Katalytischen Übertragung von Ammoniak Ammoniak-Forschung eröffnet neue Möglichkeiten für die Chemieindustrie

Die reversible Aktivierung und katalytische Übertragung von Ammoniak durch eine Hauptgruppenelementverbindung

Bild: Frank Breher, KIT
29.09.2023

Ein großes Ziel der Chemie ist es, auf einfachem Weg Amine aus Ammoniak und ungesättigten Kohlenwasserstoffen zu erzeugen. Während der katalytischen Addition, bei der Ammoniak aktiviert und anschließend übertragen wird, entsteht zudem kein Abfall und so ist sie besonders nachhaltig. Forschende am Karlsruher Institut für Technologie (KIT) sind dem Ziel nun ein Stück nähergekommen.

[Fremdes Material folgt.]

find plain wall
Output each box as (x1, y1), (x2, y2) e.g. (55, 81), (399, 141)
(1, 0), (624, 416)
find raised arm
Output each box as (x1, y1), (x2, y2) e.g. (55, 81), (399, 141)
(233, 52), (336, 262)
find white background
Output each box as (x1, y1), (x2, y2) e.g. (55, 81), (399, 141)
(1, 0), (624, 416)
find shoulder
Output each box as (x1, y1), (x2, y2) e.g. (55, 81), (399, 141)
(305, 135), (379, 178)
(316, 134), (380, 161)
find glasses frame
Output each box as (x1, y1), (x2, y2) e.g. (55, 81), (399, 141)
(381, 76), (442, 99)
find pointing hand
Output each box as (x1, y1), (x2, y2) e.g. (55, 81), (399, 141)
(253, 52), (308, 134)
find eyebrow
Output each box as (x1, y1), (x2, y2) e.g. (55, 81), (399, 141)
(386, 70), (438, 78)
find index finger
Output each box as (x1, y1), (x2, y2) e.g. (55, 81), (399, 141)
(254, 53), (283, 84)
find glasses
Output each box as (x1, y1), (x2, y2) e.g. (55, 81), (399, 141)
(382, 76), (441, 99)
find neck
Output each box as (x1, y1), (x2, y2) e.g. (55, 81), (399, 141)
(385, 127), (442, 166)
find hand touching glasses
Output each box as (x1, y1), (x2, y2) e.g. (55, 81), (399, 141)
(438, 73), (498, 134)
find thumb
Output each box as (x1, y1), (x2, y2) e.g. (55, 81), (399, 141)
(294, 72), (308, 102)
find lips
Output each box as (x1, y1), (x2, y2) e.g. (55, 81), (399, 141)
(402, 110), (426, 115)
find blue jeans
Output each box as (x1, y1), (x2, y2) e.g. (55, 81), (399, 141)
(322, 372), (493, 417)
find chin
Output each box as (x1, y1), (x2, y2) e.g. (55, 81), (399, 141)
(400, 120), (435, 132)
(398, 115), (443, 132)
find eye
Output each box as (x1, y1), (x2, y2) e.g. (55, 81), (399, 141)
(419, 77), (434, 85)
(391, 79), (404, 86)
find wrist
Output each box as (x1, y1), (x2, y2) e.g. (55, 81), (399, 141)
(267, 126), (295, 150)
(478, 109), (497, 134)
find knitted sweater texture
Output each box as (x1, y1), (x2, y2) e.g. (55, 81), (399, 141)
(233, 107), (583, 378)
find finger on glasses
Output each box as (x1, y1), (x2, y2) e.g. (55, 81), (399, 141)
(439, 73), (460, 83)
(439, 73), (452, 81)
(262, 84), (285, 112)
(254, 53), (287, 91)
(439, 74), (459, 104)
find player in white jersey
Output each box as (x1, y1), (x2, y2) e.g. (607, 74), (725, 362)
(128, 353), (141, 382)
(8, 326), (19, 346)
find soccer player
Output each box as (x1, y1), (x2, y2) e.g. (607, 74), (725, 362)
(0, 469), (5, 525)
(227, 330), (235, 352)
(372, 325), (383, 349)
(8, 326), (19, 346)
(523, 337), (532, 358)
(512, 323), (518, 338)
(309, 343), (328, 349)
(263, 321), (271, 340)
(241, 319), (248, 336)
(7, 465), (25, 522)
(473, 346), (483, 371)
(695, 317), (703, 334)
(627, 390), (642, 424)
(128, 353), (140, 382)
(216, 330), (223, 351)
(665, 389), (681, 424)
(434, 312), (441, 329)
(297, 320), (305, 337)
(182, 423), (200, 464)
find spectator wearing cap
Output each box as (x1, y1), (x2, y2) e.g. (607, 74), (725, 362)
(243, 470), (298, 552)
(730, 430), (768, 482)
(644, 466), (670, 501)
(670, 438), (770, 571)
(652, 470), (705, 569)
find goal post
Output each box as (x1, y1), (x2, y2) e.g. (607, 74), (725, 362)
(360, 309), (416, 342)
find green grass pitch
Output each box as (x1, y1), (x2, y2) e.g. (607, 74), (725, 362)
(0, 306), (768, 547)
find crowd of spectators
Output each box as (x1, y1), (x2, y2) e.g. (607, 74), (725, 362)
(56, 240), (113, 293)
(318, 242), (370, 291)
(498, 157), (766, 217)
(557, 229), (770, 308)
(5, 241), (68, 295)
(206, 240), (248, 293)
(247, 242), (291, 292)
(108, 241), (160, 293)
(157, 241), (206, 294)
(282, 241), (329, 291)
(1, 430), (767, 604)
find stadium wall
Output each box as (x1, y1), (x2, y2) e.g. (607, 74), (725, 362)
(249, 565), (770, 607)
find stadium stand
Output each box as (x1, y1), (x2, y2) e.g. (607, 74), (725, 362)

Das Molekül Ammoniak (NH3), eine Verbindung von Stickstoff und Wasserstoff, ist eine der meistproduzierten Chemikalien weltweit und bildet den Ausgangsstoff für die Herstellung vieler weiterer stickstoffhaltiger Verbindungen. Wenn es gelänge, durch Addition von Ammoniak an ungesättigte Kohlenwasserstoffe auf einfachem Weg Amine zu erzeugen, wäre der Chemie ein entscheidender Durchbruch gelungen.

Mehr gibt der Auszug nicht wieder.